Longuement, Sergueï Loznitsa donne à voir les conséquences de l’invasion russe sur les vies d’Ukrainiens. Avec ses outils à lui, si intelligents.
Un documentaire signé par Sergueï Loznitsa est toujours porteur d’une manière de procéder fine. Et ce qu’il soit constitué d’images d’archives ou de séquences que le réalisateur est allées filmer. Dans L’Invasion, il cadre les conséquences de l’attaque russe sur les vies d’ukrainiens. Avec, on s’en doute bien, pas de plans d’affrontements militaires : notre homme a l’intelligence de rester bien concentré sur son sujet. Tant mieux : les gens qu’il regarde avec son équipe, à une certaine distance tout de même, sont passionnants dans leurs faits et gestes, compliqués par la guerre qui met le pays sous pression.

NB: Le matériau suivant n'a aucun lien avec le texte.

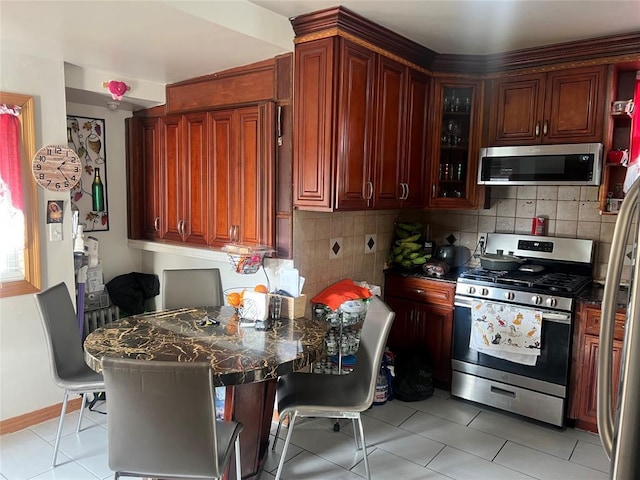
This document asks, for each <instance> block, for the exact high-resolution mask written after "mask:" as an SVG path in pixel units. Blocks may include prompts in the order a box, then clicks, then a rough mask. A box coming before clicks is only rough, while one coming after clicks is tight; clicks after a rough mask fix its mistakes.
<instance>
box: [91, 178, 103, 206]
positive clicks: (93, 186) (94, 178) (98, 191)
mask: <svg viewBox="0 0 640 480" xmlns="http://www.w3.org/2000/svg"><path fill="white" fill-rule="evenodd" d="M94 172H95V173H94V177H93V184H92V185H91V194H92V196H93V211H94V212H103V211H104V185H103V184H102V180H101V179H100V169H99V168H96V169H95V171H94Z"/></svg>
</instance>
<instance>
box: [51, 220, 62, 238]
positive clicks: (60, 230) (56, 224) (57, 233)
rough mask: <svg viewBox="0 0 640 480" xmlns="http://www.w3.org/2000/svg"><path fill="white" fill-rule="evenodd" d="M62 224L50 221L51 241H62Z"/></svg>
mask: <svg viewBox="0 0 640 480" xmlns="http://www.w3.org/2000/svg"><path fill="white" fill-rule="evenodd" d="M62 238H63V237H62V224H61V223H50V224H49V241H50V242H61V241H62Z"/></svg>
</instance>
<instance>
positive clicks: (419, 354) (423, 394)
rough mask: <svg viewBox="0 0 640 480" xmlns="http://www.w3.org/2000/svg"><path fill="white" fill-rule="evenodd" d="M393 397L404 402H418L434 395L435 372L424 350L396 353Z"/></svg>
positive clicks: (400, 350)
mask: <svg viewBox="0 0 640 480" xmlns="http://www.w3.org/2000/svg"><path fill="white" fill-rule="evenodd" d="M394 353H395V368H394V373H395V378H394V380H393V395H394V397H395V398H397V399H398V400H400V401H403V402H417V401H419V400H425V399H427V398H429V397H430V396H431V395H433V372H432V367H431V362H430V360H429V356H428V354H427V353H426V352H425V351H424V349H410V350H399V351H395V350H394Z"/></svg>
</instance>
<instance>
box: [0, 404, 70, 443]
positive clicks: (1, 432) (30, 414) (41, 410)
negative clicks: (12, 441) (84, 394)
mask: <svg viewBox="0 0 640 480" xmlns="http://www.w3.org/2000/svg"><path fill="white" fill-rule="evenodd" d="M81 403H82V397H79V398H74V399H73V400H69V401H68V402H67V413H69V412H73V411H75V410H79V409H80V404H81ZM61 410H62V402H60V403H57V404H56V405H51V406H50V407H45V408H41V409H40V410H34V411H33V412H29V413H25V414H24V415H18V416H17V417H13V418H8V419H6V420H2V421H1V422H0V435H4V434H5V433H13V432H17V431H18V430H23V429H25V428H29V427H32V426H33V425H37V424H38V423H42V422H46V421H47V420H51V419H52V418H58V417H59V416H60V411H61Z"/></svg>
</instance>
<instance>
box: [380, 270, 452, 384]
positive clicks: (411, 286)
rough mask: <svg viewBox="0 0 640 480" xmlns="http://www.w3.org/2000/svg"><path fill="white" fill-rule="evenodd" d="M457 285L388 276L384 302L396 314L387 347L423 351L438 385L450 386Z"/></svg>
mask: <svg viewBox="0 0 640 480" xmlns="http://www.w3.org/2000/svg"><path fill="white" fill-rule="evenodd" d="M454 293H455V284H453V283H447V282H441V281H438V280H429V279H423V278H417V277H407V276H401V275H395V274H392V273H387V275H386V278H385V302H387V303H388V304H389V306H390V307H391V309H392V310H393V311H394V312H395V313H396V318H395V320H394V322H393V326H392V327H391V332H390V333H389V338H388V340H387V344H388V346H389V348H390V349H391V350H392V351H393V350H394V349H402V350H404V349H420V350H422V349H424V351H426V352H427V354H428V356H429V359H430V361H431V364H432V367H433V378H434V381H435V383H436V385H437V386H439V387H441V388H450V386H451V336H452V329H453V312H454V307H453V297H454Z"/></svg>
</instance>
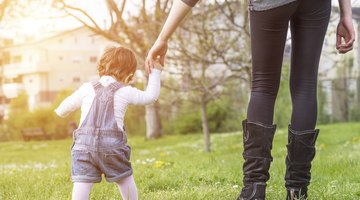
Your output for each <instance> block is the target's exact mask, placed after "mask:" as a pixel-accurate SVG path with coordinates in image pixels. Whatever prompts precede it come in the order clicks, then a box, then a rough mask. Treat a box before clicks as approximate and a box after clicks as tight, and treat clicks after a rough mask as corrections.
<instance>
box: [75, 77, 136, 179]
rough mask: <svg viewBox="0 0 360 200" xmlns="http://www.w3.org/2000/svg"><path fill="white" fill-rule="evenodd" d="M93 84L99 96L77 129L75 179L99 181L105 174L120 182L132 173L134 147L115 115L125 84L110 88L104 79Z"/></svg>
mask: <svg viewBox="0 0 360 200" xmlns="http://www.w3.org/2000/svg"><path fill="white" fill-rule="evenodd" d="M92 85H93V87H94V90H95V97H94V100H93V102H92V105H91V108H90V110H89V113H88V115H87V116H86V118H85V120H84V121H83V123H82V124H81V126H80V128H78V129H76V130H75V131H74V144H73V147H72V149H71V162H72V163H71V164H72V170H71V179H72V182H87V183H97V182H100V181H101V175H102V174H104V175H105V178H106V180H107V181H108V182H118V181H120V180H122V179H123V178H125V177H128V176H130V175H132V168H131V163H130V161H129V160H130V151H131V149H130V147H129V146H128V145H127V144H126V142H127V139H126V133H125V132H124V131H122V130H121V129H119V128H118V126H117V123H116V120H115V116H114V93H115V92H116V91H117V90H118V89H119V88H121V87H122V85H121V84H120V83H118V82H114V83H111V84H110V85H109V86H107V87H103V86H102V85H101V83H100V82H92ZM124 130H125V129H124Z"/></svg>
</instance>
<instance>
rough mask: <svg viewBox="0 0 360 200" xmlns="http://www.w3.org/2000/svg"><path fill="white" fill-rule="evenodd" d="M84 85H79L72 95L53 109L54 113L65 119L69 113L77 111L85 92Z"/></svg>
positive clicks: (81, 100)
mask: <svg viewBox="0 0 360 200" xmlns="http://www.w3.org/2000/svg"><path fill="white" fill-rule="evenodd" d="M86 84H87V83H84V84H83V85H81V87H80V88H79V89H77V90H76V91H75V92H74V93H72V94H71V95H70V96H68V97H67V98H66V99H64V100H63V101H62V102H61V104H60V105H59V106H58V107H57V108H56V109H55V113H56V114H57V115H58V116H60V117H66V116H68V115H69V114H70V113H71V112H74V111H75V110H77V109H79V108H80V107H81V104H82V99H83V97H84V93H85V90H86Z"/></svg>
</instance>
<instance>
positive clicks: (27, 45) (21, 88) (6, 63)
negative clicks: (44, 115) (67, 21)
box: [0, 27, 110, 115]
mask: <svg viewBox="0 0 360 200" xmlns="http://www.w3.org/2000/svg"><path fill="white" fill-rule="evenodd" d="M109 44H110V43H109V42H108V41H107V40H106V39H105V38H103V37H101V36H98V35H94V33H92V32H91V31H90V30H88V29H87V28H86V27H80V28H77V29H74V30H70V31H64V32H62V33H60V34H57V35H54V36H51V37H48V38H43V39H41V40H39V41H34V39H31V38H30V39H29V38H27V40H22V41H19V39H17V41H16V40H14V39H6V40H3V41H2V45H0V46H3V48H0V55H1V56H0V66H1V75H2V77H1V81H2V96H3V97H2V98H3V100H2V105H3V106H2V110H5V115H6V106H4V104H5V105H6V103H8V102H9V100H11V99H12V98H15V97H17V96H18V94H19V93H20V91H25V92H26V93H27V95H28V96H29V108H30V109H34V108H36V107H38V106H46V105H51V103H52V102H53V100H54V98H55V97H56V95H57V93H58V92H59V91H61V90H64V89H75V88H77V87H79V86H80V85H81V83H83V82H84V81H90V80H92V79H94V78H96V77H97V69H96V67H97V60H98V58H99V55H100V53H101V50H102V49H103V48H104V47H105V46H107V45H109ZM4 99H5V100H4Z"/></svg>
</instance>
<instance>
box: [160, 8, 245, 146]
mask: <svg viewBox="0 0 360 200" xmlns="http://www.w3.org/2000/svg"><path fill="white" fill-rule="evenodd" d="M242 5H243V4H242V3H241V2H233V3H231V5H230V3H229V2H225V3H217V4H213V3H209V2H202V3H200V5H198V6H197V7H195V8H194V9H193V13H192V16H191V20H189V21H186V22H185V23H184V24H183V25H182V26H181V27H180V29H179V30H178V31H177V33H176V34H175V36H174V37H175V40H174V41H175V42H173V43H172V44H170V45H171V46H170V48H171V49H172V50H171V51H170V52H171V53H170V55H169V56H168V58H169V59H170V60H171V62H172V63H173V64H174V65H175V66H177V68H176V69H173V70H172V69H171V70H172V71H171V72H170V73H172V74H178V75H179V77H180V78H181V79H182V81H181V84H182V85H181V86H178V85H177V86H174V85H168V86H167V87H170V88H174V89H175V88H177V90H179V92H183V94H184V95H182V96H185V98H187V99H188V100H190V101H192V102H193V103H194V104H195V105H196V106H197V107H198V108H200V113H201V121H202V131H203V134H204V144H205V151H206V152H209V151H210V150H211V147H210V133H209V122H208V110H207V106H208V104H209V103H210V102H212V101H214V100H216V99H218V98H219V97H220V95H221V94H222V93H223V91H224V87H226V83H227V82H228V81H229V80H231V79H233V78H238V79H243V80H248V79H247V77H248V73H247V68H246V67H248V63H249V61H248V60H249V58H248V57H247V58H246V59H244V58H243V57H242V56H241V53H242V52H243V51H244V50H243V48H245V49H247V48H246V46H248V44H245V43H244V40H241V38H242V36H243V34H244V32H243V31H239V30H241V28H238V29H235V28H234V24H233V22H231V21H230V20H227V19H226V18H227V17H228V16H227V15H225V14H224V13H226V12H227V10H226V9H228V8H230V7H231V8H232V9H236V10H237V11H239V9H237V8H239V7H241V6H242ZM219 7H220V9H219ZM239 13H241V11H239ZM232 17H233V18H234V19H233V20H238V19H236V18H241V16H239V15H234V16H232ZM240 21H242V22H244V21H245V20H244V19H240ZM240 23H241V22H240ZM240 52H241V53H240ZM244 60H245V61H244ZM245 66H246V67H245ZM179 88H182V90H180V89H179Z"/></svg>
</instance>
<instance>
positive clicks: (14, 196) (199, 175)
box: [0, 123, 360, 200]
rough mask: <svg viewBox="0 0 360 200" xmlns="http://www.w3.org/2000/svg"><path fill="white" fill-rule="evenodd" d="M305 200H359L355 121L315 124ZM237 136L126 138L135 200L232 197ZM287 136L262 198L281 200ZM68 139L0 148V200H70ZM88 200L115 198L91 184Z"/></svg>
mask: <svg viewBox="0 0 360 200" xmlns="http://www.w3.org/2000/svg"><path fill="white" fill-rule="evenodd" d="M319 128H320V129H321V131H320V135H319V138H318V142H317V156H316V158H315V161H314V162H313V170H312V174H313V178H312V181H311V186H310V188H309V189H310V191H309V195H310V199H324V200H330V199H334V200H338V199H346V200H349V199H354V200H355V199H360V172H359V171H360V123H347V124H333V125H327V126H320V127H319ZM241 138H242V133H240V132H236V133H227V134H212V138H211V140H212V150H213V151H212V152H211V153H205V152H203V143H202V135H201V134H197V135H175V136H165V137H163V138H161V139H159V140H153V141H145V140H144V139H143V138H141V137H130V138H129V143H130V145H131V146H132V150H133V152H132V157H131V160H132V163H133V167H134V176H135V179H136V182H137V186H138V189H139V197H140V199H146V200H151V199H206V200H208V199H209V200H210V199H221V200H222V199H236V197H237V195H238V194H239V191H240V190H241V186H242V163H243V160H242V156H241V152H242V139H241ZM286 140H287V132H286V130H282V129H280V130H278V131H277V132H276V135H275V139H274V145H273V146H274V147H273V151H272V153H273V157H274V162H273V163H272V166H271V170H270V173H271V179H270V181H269V182H268V186H267V199H270V200H272V199H284V196H285V190H284V181H283V176H284V173H285V171H284V169H285V167H284V160H285V154H286V147H285V144H286ZM71 143H72V141H71V140H70V139H67V140H60V141H46V142H41V141H39V142H6V143H0V199H1V200H10V199H16V200H22V199H24V200H25V199H26V200H28V199H54V200H55V199H56V200H61V199H70V196H71V187H72V184H71V181H70V146H71ZM91 199H96V200H97V199H120V196H119V194H118V190H117V188H116V186H115V185H114V184H108V183H106V181H104V180H103V182H102V183H100V184H96V185H95V186H94V188H93V190H92V192H91Z"/></svg>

Nulle emphase, nul alarmisme : L’Invasion est un documentaire qui se passe de voix-off. On rappelle que Sergueï Loznitsa aime de toutes les façons laisser son spectateur trouver son chemin tout seul – ou aller se documenter tout seul, sur de bons sites bien sûr – lorsqu’il met à l’écran des événements dramatiques ou porteurs d’espoir touchant l’Ukraine. La photographie, elle, apparaît assez belle : les images affichent une teinte très nette et claire. Loin de toute esthétisme superflu, ce choix semble devoir permettre à la vie d’être à l’image, sans filtre pour lui donner de fausses teintes plus grises. En conséquence, ce que l’on voit à l’écran apparaît en permanence vrai, bien cadré, irrigué par une vie qui court.
Sans montrer d’acte d’héroïsme, le documentaire s’autorise tout de même au fil de ses 2h23 de filmer les soldats ukrainiens en rang, ou opérant pour se débarrasser d’une mine. Ou des murs avec les visages des militaires disparus à la guerre affichés, parmi lesquels on aperçoit des femmes. On sent, à ces instants, qu’il le fait dans le but de se tenir au plus près du peuple, des gens. Il désire donc ne pas éluder ces aspects. C’est que, de surcroît, il ne submerge pas d’émotion. Ce n’est pas son but. Même du passage marquant où une mère et son mari soldat prodiguent des soins à leur bébé qui vient de naître, tout n’est pas fait pour que les larmes aux yeux montent. La distance prise pour filmer, et la teinte des images qui donne accès à cette réalité avec clarté, donnent plutôt envie d’autre chose : de dialogue. Avec l’équipe ayant réalisé et le cinéaste, ou avec d’autres spectateurs tout simplement. En cela, Sergueï Loznitsa reste fidèle à ce que l’on retirait déjà de ses précédents essais documentaires. On ne peut que lui donner raison : tout le cinéma ne s’attache pas autant à ouvrir des conversations.